Timestamps: 02:25 – 04:10
Quote:
"A lot of companies are approaching this AI era from a technology right from a tool perspective... where you really need to start is in thinking through what are the customer moments that matter? What are the business processes that you're trying to evolve? What are the outcomes that you're ultimately trying to get to?"
– Michelle Cooper [02:25]
Timestamps: 03:43 – 05:03
Quote:
"It's not about just automation for automation's sake, but it is really focused on how and when you're able to deliver a better customer outcome."
– Michelle Cooper [04:24]
Timestamps: 05:33 – 07:29
Quote:
"Being a customer service agent is... a heroic job. The technology really helps them become... much, much more effective and empowered."
– Michelle Cooper [05:33]
Memorable Moment:
Greg’s example of being asked to repeat account information by multiple agents highlighted a common pain point that advanced AI-driven orchestration aims to solve.

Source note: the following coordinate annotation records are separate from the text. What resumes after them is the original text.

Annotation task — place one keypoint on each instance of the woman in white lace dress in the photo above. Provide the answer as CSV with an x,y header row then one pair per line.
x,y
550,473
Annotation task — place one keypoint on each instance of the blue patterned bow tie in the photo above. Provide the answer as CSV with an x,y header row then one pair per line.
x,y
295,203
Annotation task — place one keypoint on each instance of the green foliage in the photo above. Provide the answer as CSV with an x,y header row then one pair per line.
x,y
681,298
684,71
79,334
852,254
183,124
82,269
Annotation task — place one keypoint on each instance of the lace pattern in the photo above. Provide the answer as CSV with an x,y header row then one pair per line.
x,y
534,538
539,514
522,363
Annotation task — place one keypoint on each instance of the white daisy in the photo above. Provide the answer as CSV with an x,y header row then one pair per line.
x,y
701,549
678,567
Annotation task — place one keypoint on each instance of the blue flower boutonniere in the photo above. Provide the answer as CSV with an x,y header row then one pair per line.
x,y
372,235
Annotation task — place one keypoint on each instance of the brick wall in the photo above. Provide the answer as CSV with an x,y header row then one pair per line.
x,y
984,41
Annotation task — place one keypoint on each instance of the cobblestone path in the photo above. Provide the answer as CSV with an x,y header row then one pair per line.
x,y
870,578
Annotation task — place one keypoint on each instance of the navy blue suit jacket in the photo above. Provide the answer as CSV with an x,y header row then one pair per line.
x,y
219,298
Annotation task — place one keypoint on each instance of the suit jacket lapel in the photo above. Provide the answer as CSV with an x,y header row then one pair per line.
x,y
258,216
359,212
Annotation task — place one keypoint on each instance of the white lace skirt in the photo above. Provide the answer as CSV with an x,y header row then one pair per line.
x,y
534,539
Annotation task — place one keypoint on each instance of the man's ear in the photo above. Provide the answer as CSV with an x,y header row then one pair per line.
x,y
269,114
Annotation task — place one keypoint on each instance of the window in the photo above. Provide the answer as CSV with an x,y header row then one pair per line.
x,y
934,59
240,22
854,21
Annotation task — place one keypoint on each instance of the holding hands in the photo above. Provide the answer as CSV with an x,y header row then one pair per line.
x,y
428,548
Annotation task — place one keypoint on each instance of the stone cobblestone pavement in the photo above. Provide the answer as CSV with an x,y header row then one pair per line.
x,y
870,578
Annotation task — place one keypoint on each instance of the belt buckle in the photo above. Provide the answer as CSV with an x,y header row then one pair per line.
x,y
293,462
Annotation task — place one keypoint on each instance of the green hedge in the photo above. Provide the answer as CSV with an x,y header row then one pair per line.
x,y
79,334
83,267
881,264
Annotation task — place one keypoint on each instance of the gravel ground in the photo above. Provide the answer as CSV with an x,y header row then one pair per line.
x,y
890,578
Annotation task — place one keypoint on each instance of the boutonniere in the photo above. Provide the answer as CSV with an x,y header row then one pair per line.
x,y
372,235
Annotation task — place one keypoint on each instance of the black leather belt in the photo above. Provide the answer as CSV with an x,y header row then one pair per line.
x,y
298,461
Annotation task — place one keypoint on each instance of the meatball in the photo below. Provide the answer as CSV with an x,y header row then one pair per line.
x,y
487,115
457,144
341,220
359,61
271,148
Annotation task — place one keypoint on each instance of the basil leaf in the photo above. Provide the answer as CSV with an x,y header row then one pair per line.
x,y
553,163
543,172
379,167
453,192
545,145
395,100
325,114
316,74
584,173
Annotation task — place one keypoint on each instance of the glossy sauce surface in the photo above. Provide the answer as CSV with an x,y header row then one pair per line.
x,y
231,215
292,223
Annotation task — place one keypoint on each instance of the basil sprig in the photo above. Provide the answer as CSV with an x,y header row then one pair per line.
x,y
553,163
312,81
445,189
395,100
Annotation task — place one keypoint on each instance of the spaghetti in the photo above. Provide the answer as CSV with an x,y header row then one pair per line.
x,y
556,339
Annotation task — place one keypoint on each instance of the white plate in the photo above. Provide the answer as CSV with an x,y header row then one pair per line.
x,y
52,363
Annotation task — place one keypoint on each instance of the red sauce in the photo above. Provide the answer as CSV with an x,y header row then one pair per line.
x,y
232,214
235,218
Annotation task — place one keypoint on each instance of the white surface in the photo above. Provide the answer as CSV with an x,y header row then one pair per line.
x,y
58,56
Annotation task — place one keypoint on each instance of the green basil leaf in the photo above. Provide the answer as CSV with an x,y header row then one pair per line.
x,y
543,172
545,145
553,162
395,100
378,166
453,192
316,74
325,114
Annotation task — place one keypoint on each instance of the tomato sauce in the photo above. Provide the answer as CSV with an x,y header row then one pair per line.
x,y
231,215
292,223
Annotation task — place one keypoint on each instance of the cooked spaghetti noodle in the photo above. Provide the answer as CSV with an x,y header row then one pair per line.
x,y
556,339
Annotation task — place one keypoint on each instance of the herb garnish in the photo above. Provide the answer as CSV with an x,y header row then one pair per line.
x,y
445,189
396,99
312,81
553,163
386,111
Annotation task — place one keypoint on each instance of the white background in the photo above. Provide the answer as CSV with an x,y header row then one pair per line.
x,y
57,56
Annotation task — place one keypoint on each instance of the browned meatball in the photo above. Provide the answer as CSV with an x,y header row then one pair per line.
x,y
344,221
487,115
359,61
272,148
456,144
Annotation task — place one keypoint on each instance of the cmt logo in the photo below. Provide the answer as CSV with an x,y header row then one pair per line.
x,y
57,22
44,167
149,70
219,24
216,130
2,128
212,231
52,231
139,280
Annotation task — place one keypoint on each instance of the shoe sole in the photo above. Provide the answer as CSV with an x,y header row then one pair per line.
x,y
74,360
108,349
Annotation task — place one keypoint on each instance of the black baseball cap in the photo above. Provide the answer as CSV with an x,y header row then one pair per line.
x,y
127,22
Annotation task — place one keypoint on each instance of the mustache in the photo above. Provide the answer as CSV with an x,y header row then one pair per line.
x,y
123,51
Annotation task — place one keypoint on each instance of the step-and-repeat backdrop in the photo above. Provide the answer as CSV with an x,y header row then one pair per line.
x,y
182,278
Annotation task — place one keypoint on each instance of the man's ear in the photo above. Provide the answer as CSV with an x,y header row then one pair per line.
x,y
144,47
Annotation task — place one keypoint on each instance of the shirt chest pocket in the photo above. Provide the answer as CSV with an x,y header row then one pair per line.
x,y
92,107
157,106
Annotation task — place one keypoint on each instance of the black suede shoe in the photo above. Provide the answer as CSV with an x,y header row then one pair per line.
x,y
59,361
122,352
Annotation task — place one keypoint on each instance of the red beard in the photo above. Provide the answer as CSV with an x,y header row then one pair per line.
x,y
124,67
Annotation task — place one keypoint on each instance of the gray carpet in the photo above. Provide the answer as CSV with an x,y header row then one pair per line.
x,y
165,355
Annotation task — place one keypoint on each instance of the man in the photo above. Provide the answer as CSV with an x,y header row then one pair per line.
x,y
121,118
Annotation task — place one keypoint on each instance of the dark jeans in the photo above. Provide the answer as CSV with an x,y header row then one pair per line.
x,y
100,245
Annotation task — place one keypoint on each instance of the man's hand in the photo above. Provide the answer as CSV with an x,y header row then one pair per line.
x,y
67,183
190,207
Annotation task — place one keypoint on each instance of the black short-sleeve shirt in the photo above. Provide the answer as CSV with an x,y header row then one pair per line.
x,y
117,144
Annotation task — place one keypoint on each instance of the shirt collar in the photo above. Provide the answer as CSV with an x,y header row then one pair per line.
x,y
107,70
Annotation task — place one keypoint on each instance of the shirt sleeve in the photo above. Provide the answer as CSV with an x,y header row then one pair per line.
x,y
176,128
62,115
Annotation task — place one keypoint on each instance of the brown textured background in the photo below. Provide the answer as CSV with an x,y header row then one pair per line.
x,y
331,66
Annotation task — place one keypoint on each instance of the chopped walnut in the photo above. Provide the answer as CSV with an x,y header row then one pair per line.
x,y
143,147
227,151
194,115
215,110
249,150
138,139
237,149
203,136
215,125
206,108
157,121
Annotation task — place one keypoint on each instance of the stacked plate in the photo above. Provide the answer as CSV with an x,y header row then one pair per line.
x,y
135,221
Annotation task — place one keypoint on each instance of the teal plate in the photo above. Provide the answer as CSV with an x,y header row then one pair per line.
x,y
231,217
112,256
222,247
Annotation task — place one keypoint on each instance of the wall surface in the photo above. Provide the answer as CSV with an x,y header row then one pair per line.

"I always use the example of when you call up your bank and you have to keep giving them your account information over and over again..."
– Greg Kihlström [07:29]
Timestamps: 09:18 – 10:07
Quote:
"You have to go into this with a complete new orientation about rethinking the work that you do and how will it be done going forward..."
– Michelle Cooper [09:54]
Timestamps: 10:33 – 11:52
Quote:
"It's really more focused around resolution, quality, customer effort... and how those ultimately impact brand trust, reduce customer churn, increase loyalty, or NPS."
– Michelle Cooper [10:54]
Timestamps: 12:30 – 14:02
Quote:
"It allows them to really free up their time to focus on what matters most and that's their customers."
– Michelle Cooper [13:39]
Timestamps: 14:58 – 16:25
Quote:
"You want to be proactive in the way that you use [data], but you don't want to be creepy... at the end of the day, the opportunity is that we, as consumers, all of us, want to feel like we're understood."
– Michelle Cooper [15:13]
Timestamps: 16:39 – 17:25
Quote:
"AI as an operating model... the discussion will pivot and become much more around what's the operating layer and operating model that companies need to really manage in this new environment."
– Michelle Cooper [16:48]
Timestamps: 17:32 – 18:40
This episode delivers a compelling argument for redefining AI in customer experience—not merely as an efficiency tool but as a catalyst for deeper brand-customer relationships and empowered frontline teams. Michelle Cooper emphasizes the need for transformation over automation, transparent data practices, and future-ready operating models. For modern CX leaders, the message is clear: start with customer moments, empower your people, and treat AI as an evolving, integrated pillar of your operating strategy.